Yesterday I woke up saying the words fear tries to steal the truth. Even before my eyes were open the words were coming out of my mouth. I wrote them down.
Today I spent most of my day packing and shipping my Heart of Scraps potholders. The line was backed up at the post office because of me. As I placed each package on the scale for Martha, I looked at the address and thought of the person the potholder was going to. I know a little about all of them and more about others. Some I’ve even met. It was satisfying sending all those hearts out into the world.
By the time I got home I knew I’d only have a few hours in the studio. It was really cold today and getting colder as the sun went down. But I had those words from yesterday morning in my head and images swirling around inside of me. I circled the studio till the right color jumped out at me for the backing. Set up the batting and backing then sat at the machine waiting for the right color thread to make itself known. I started with pink. It felt like writing on a chalk board with colored chalk. New designs and images coming out of me.

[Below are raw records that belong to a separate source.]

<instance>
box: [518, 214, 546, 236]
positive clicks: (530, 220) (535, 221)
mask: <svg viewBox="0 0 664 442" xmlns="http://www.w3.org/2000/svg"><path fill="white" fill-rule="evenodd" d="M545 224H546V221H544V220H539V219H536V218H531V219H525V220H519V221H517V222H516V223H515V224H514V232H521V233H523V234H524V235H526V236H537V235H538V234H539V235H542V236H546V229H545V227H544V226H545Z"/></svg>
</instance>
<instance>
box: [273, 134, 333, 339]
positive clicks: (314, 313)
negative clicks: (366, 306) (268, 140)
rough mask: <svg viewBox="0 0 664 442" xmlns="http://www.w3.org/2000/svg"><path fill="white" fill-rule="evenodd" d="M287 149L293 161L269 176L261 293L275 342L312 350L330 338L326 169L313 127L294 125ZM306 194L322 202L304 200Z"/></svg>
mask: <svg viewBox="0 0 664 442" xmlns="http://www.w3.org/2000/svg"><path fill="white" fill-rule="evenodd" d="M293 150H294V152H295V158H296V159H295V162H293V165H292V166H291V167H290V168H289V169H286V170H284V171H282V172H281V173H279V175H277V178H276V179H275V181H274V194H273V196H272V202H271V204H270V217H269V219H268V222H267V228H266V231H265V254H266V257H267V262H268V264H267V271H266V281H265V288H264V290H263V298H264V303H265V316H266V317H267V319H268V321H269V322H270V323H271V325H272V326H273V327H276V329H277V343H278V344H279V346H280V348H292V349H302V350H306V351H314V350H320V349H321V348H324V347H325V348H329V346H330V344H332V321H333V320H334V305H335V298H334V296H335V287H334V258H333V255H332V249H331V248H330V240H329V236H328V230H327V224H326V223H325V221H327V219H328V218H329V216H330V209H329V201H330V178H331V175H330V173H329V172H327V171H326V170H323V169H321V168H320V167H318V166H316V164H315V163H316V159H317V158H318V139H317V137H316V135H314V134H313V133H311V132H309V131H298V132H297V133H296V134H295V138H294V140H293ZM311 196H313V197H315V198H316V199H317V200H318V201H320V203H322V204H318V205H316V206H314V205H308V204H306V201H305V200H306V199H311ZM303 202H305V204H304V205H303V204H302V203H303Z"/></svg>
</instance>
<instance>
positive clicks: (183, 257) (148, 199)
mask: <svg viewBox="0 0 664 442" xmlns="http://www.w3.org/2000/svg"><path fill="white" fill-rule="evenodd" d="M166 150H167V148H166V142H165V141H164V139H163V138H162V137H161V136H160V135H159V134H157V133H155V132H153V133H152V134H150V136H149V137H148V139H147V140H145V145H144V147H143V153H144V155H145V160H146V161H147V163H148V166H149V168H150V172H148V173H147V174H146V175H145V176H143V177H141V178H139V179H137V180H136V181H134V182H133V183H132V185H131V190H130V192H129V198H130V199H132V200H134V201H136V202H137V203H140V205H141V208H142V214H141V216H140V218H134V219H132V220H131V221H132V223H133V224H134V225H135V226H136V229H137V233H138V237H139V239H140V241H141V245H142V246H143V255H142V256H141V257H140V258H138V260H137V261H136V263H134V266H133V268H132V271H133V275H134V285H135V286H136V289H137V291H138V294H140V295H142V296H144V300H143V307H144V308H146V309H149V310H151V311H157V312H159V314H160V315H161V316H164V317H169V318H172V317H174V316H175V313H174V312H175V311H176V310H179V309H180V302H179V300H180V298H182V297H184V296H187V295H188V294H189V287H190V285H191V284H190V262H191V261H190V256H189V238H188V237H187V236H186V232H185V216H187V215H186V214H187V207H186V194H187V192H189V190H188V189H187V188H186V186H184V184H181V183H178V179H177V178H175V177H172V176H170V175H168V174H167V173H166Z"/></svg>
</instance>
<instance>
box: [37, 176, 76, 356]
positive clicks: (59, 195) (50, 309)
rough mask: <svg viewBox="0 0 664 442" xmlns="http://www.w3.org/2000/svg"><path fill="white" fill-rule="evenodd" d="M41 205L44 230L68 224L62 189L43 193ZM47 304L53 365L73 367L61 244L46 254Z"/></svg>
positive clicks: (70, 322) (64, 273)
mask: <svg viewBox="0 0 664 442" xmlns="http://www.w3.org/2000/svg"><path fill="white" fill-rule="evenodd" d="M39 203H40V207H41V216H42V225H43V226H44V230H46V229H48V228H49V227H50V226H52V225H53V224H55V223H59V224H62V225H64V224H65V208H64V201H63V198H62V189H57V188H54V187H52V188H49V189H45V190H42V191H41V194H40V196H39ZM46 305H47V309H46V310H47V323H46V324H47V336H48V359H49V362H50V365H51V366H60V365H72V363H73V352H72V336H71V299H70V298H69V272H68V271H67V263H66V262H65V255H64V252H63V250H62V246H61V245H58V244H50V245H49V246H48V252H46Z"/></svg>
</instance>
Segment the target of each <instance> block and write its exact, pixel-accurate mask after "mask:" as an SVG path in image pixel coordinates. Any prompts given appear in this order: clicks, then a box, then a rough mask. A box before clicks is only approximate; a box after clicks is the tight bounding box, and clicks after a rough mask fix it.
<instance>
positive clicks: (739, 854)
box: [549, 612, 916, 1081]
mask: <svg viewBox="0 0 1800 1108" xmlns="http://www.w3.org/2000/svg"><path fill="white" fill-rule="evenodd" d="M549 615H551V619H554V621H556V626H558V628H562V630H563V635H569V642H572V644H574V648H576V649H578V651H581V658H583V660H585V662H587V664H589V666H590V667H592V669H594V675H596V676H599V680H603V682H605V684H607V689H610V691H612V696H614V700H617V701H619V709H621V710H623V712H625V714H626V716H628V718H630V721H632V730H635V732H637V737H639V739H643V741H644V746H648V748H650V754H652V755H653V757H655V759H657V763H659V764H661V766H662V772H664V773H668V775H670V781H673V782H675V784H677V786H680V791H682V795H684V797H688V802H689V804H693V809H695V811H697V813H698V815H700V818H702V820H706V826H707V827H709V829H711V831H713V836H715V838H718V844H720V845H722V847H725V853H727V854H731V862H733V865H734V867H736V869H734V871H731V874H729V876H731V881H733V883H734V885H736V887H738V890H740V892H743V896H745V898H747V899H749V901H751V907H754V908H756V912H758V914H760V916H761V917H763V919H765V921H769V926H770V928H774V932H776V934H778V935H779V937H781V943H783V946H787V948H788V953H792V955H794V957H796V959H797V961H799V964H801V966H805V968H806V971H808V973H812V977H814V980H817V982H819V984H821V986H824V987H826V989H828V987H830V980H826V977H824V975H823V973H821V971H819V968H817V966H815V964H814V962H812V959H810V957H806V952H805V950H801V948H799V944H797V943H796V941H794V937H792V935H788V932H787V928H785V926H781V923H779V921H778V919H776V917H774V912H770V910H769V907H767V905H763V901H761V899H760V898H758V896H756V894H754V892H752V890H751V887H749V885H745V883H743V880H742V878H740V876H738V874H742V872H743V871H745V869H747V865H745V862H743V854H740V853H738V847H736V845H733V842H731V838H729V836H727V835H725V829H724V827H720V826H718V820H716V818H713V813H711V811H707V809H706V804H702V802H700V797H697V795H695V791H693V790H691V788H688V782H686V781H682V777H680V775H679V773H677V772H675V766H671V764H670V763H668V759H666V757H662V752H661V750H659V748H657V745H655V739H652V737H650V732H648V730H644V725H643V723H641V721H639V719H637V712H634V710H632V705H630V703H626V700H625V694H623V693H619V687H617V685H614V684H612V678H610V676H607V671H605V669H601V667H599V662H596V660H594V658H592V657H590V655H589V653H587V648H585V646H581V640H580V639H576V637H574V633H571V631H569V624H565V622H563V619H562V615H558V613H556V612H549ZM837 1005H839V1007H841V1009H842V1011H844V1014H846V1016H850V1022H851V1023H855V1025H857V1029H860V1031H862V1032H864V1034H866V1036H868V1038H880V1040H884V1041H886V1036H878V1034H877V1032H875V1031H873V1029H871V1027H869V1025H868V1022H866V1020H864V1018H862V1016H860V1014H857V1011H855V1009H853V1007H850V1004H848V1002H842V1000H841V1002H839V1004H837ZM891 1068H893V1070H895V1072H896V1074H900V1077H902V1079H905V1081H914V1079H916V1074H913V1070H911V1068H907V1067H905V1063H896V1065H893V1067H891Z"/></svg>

After a while, my bobbin thread ran out and as I was winding it, (which took me three times to get right, I kept doing it wrong) a voice in my head repeated the words, stop now and sleep on it. I had no intention of stopping, I wanted to finish. Then I realized how cold my feet were and that I didn’t want to just finish this piece to be done with it. I wanted the whole thing to be as inspired as it was to this point. So I hung it on the wall and closed up my studio for the night. I’ll sleep on it as the voice suggested and get back to it tomorrow.